Even Kane wouldn’t stand half a chance with this Man Utd…

Date published: Thursday 24th October 2019 8:39

“Go and get Harry Kane from Spurs. Easy, just go and get him. He’d score 20 goals a season for you with his eyes closed.”

That was Roy Keane’s advice for Ole Gunnar Solskjaer over how to solve Manchester United’s goalscoring woes. But the former skipper didn’t offer a prediction for Kane’s haul with his hands tied behind his back and his shoelaces knotted together. Which must be how it sometimes feels to play as a centre-forward in this United team.

Solskjaer watched his side end their horrific run of form on the road with a 1-0 win over Partizan Belgrade on Thursday night, bringing to a close an 11-game winless streak away from Old Trafford which started back in March. The Red Devils boss will have taken that before kick-off. The wait for a shot on target in open play, however, must go on. It’s been 206 minutes now…

Ed Woodward could have airdropped Kane into United’s attack in Belgrade, but his presence would have made little difference to a United side devoid of imagination. Solskjaer spoke last night of his appreciation for the England captain, saying: “I have to say I like someone who can finish half a chance.” Creating even that seems beyond United at the moment.

It took a penalty to pierce Partizan’s resistance. Aside from Anthony Martial’s 42nd-minute spot-kick, earned by a rare moment of United penetration supplied by left wing-back Brandon Williams, the Red Devils failed to dirty Vladimir Stojkovic’s gloves, just as the latex on Marco Bizot’s mitts remained blemish free when AZ Alkmaar held Solskjaer’s shot-shy side three weeks ago.

As United’s starting centre-forward, Martial will shoulder much of the blame for that tonight, just as Marcus Rashford has for the last two months. Martial’s stature has been enhanced just by his absence in recent weeks while United have toiled in attack. Indeed, Solskjaer insisted: “Getting Anthony back is going to be a massive boost.”

But Martial displayed all the rust one might expect of the infuriatingly inconsistent 23-year-old upon his return from injury. In his hour on the cabbage-patch pitch, Martial struggled to keep his feet, let alone the ball. If Rashford cannot play as a centre-forward because he is uncomfortable receiving possession with his back to goal, it is hard to build a case for why Martial would fair any better.

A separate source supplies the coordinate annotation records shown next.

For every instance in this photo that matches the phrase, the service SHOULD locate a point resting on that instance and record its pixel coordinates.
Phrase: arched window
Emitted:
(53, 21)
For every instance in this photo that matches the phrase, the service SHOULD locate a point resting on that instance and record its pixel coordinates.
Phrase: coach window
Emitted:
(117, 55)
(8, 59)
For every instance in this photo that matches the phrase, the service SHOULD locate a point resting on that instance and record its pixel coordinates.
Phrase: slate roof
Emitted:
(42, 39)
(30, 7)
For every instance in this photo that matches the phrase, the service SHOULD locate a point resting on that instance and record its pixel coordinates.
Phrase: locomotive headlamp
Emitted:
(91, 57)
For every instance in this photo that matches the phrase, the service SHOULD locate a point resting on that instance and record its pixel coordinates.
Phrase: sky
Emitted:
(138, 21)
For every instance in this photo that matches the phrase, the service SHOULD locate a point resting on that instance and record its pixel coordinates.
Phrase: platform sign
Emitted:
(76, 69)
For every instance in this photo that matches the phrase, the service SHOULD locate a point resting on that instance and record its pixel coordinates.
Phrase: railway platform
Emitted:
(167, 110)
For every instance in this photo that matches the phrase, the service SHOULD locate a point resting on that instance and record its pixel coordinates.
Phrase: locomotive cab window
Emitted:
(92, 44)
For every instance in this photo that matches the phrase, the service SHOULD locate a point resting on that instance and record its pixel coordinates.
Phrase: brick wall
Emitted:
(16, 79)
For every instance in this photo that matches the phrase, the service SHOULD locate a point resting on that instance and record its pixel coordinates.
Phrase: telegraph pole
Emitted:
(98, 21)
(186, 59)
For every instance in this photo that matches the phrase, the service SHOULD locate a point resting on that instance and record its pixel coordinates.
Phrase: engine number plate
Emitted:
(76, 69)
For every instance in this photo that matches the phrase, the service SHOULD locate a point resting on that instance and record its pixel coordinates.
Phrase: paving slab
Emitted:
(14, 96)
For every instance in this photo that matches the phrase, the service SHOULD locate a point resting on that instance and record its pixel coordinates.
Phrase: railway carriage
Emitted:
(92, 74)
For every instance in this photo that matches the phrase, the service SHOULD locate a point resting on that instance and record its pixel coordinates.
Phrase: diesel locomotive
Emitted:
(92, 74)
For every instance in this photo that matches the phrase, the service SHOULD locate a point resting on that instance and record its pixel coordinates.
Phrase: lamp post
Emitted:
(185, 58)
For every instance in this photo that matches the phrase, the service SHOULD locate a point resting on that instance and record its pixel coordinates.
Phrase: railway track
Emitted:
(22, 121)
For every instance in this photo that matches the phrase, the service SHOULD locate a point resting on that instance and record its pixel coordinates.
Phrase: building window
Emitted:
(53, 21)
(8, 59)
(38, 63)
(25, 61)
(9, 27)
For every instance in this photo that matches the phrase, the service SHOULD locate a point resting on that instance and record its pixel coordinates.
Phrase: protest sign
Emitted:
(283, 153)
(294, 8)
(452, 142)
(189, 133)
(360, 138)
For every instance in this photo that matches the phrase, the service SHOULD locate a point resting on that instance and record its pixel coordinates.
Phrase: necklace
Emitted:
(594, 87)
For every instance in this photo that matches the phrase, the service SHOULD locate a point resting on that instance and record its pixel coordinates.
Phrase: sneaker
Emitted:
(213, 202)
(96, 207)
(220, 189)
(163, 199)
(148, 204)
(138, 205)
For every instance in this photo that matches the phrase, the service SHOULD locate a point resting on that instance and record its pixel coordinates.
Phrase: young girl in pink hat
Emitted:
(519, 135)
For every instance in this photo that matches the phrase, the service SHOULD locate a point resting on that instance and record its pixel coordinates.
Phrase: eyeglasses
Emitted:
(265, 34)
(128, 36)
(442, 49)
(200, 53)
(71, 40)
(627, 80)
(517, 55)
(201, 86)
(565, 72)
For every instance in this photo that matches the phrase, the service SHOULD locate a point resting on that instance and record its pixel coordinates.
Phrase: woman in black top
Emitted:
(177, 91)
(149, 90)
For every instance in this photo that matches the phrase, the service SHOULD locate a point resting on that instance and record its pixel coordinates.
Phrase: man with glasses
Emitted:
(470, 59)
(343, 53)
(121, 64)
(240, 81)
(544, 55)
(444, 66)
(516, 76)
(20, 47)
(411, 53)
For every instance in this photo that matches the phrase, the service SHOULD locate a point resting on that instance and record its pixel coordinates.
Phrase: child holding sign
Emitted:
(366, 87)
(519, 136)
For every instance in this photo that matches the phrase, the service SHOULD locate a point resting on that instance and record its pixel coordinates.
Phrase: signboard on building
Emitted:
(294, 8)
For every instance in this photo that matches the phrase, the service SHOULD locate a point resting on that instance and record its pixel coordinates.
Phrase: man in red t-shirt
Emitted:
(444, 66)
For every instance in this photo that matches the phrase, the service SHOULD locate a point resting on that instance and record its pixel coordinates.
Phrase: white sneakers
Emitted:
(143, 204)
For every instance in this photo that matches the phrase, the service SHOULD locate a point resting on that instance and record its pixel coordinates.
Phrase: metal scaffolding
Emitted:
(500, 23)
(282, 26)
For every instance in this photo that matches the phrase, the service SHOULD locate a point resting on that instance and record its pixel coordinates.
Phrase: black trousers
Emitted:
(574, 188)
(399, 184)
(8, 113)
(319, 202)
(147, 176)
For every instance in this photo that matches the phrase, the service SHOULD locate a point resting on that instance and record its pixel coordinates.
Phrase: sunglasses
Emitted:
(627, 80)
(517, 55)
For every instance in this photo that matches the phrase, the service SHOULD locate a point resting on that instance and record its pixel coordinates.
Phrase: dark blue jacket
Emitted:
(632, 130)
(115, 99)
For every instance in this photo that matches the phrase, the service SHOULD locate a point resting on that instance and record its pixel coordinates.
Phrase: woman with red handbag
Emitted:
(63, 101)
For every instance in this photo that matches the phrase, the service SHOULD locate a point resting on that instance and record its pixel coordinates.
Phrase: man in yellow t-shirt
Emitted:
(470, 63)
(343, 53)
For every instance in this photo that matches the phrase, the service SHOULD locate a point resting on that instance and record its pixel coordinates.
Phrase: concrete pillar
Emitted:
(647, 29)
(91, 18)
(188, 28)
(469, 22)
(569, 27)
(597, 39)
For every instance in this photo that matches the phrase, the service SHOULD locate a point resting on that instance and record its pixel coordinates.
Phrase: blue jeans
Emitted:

But Martial, like Rashford, is entitled to look back at those facing him and ask just what he is expected to do with such scarcity of service. Solskjaer started with three at the back, with Juan Mata and Jesse Lingard tasked with creating space and opportunities for Martial. As we have come to expect from both, Mata could not get beyond the fringes of the game, while Lingard too failed to have any impact, aside from a low shot against the Partizan post after a loose ball dropped his way on the edge of the box.

Lingard finished the game at centre-forward in what we can only presume was another not-so-subtle hint by Solskjaer in the direction of Woodward. Rashford and Daniel James offered more of a threat, but United cannot rely every week only on their counter-attacking pace in the same way they approached Liverpool’s visit on Sunday.

Scott McTominay was the most persistent United threat in the opening hour, while Solskjaer’s wing-backs remained tentative. On the one occasion Williams burst forward, he won the decisive penalty. That’s not a coincidence, Ole.

Williams and James Garner were two of the few positives for United on a night even their defence looked shaky, especially when it took the shape of a three. Right-footed left-back Williams has seized his opportunity in the first-team and the fearless 19-year-old could be a genuine threat to Luke Shaw, whenever he might be available. And whenever that may be, history tells us that another absence is just around the corner.

Williams earned his first start against AZ Alkmaar and tonight it was the turn of James Garner to make his senior bow. The midfielder, a possible heir to Michael Carrick’s throne in front of the United defence, sat in front of the back three but struggled to get on the ball, with Partizan unwilling to let him get faced up to their goal. On the rare occasion he did, when he looked up, no team-mate gave him the opportunity to pass forward. Side to side it went, as it so often does with United.

United have a decision to make over Williams and Garner. The pair were probably earmarked for loan moves in January, but both could get plenty of action at Old Trafford. If Fred and Nemanja Matic are the alternatives, what is the harm in giving Garner an extended run of games?

But more pressing for Solskjaer is the matter of the Red Devils’ goalscoring misery. A centre-forward worthy of the title would help, but even Kane and Robert Lewandowski would struggle to flourish in United’s creativity void.